This repository contains a project from my MSc Machine Learning on Big Data coursework (at University of East London).
Here, the goal is to build and evaluate a multi‑class text classifier for news headlines using the PySpark ML pipeline API.
The project demonstrates how to take a large labelled text dataset, apply distributed preprocessing and feature extraction, and train a scalable classifier on top of it.
⚠️ Note on academic integrity:
This repository is a restructured, summarised version of work originally completed as part of a university assignment. It is shared here purely as a portfolio of practical skills in Machine Learning on Big Data. Anyone using this material for their own coursework should adapt, extend, and properly acknowledge it rather than copying directly.
- Load a large labelled news dataset into Spark.
- Apply text preprocessing at scale (cleaning, tokenisation, stop‑word removal).
- Learn dense vector representations of headlines using Word2Vec (or another vectoriser).
- Train a multi‑class classifier (e.g. Logistic Regression) to predict news categories.
- Evaluate performance using standard metrics on a held‑out test set.
- News Category Dataset (Rishabh, 2022) – JSON file with ~200k news headlines and their category labels. [Available at: https://www.kaggle.com/datasets/rmisra/news-category-dataset]
- In the original coursework this was stored on HDFS, e.g.
hdfs://localhost:9000/AssignmentDatasets/News_Category_Dataset_v3.json
The dataset is not included in this repository.
Please download it separately and adjust the input path in the script.
- Python 3.x
- Apache Spark / PySpark (MLlib)
- Optional:
pandas/sklearnfor further analysis of the results.
news-multiclass-classification/
├── README.md
├── requirements.txt
├── .gitignore
├── screenshots
└── src/
└── news_multiclass_classifier.py
news_multiclass_classifier.py– end‑to‑end pipeline for preprocessing, feature extraction, model training and evaluation.
python -m venv .venv
source .venv/bin/activate # On Windows: .venv\Scripts\activate
pip install -r requirements.txtMake sure Spark is installed and accessible to PySpark.
In src/news_multiclass_classifier.py, update:
NEWS_DATA_PATH– path to the JSON news dataset.TRAIN_TEST_SPLIT– train/test proportions (default 0.8/0.2).- Any other hyperparameters (vector size, regularisation, etc.).
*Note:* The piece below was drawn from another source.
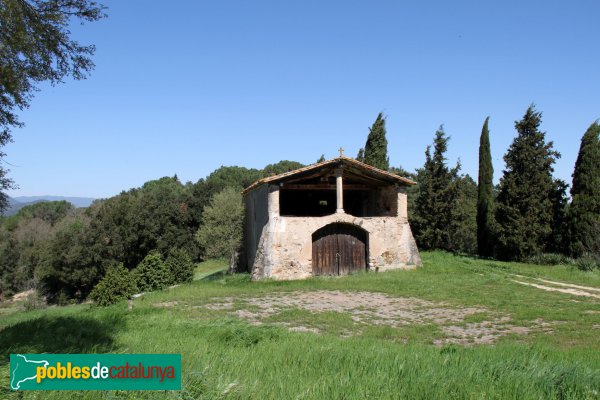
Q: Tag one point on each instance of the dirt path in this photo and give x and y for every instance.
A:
(368, 308)
(567, 288)
(574, 292)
spark-submit src/news_multiclass_classifier.pyThe script will:
- Load and preprocess the headlines.
- Build a pipeline of
Tokenizer/StopWordsRemover/Word2Vec(or similar) +StringIndexerfor labels. - Train a logistic regression classifier.
- Evaluate accuracy and macro F1 on the test split.
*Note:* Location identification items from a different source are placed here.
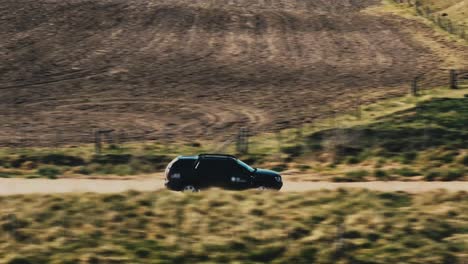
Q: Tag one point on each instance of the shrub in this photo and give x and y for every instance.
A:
(409, 157)
(464, 160)
(357, 175)
(380, 174)
(280, 167)
(432, 175)
(352, 160)
(49, 172)
(19, 260)
(293, 151)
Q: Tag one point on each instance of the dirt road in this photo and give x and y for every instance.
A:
(45, 186)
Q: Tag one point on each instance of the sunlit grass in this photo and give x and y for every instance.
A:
(344, 226)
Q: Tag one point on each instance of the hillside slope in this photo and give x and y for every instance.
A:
(171, 69)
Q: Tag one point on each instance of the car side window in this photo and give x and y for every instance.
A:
(237, 170)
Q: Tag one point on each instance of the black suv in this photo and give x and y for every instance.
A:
(192, 173)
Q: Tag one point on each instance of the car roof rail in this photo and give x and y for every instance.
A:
(216, 155)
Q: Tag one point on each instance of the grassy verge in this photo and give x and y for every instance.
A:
(345, 226)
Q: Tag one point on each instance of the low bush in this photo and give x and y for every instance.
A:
(49, 172)
(433, 175)
(406, 172)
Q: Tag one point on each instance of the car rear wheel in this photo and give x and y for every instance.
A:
(190, 188)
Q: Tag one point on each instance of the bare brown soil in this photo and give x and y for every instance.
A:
(170, 69)
(45, 186)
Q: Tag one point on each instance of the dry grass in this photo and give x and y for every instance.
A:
(228, 227)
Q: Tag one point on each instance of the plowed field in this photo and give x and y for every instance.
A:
(170, 70)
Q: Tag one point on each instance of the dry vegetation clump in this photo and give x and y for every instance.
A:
(344, 226)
- Print some example predictions.
These are some screenshots from my original coursework showing the outputs I received throughout my work.
-
Dataset Pre-processing Steps
Output showing successful Loading & Pre-processing for the Data
-
String Indexing for Labels (Categories)
Top 5 rows’ categories (topics) and their index
-
Classifier – Logistic Regression
-
Evaluation
Test Accuracy Output: (42%)
One potential reason for the moderate accuracy is that, although the model is strictly trained for single-label (multi-class) classification—assigning each headline to exactly one category—many news headlines in the dataset could reasonably belong to multiple categories at once. This introduces inherent multi-label ambiguity, which the current approach does not capture. In addition, using only the headline text limits the contextual information available for classification.
Accuracy could potentially be improved by also including the "short_description" field from the dataset, which offers a fuller representation of the article content. Additionally, fine-tuning or introducing deep learning-based embeddings (like BERT) could further improve accuracy.
-
Confusion Matrix Overview
- The pipeline structure follows the design described in my Assignment report, where the focus was on showing good practice in scalable ML pipelines rather than pushing for the very best possible accuracy.
- You can easily extend this by swapping in other classifiers (Random Forest, Linear SVM, etc.) or using TF‑IDF features.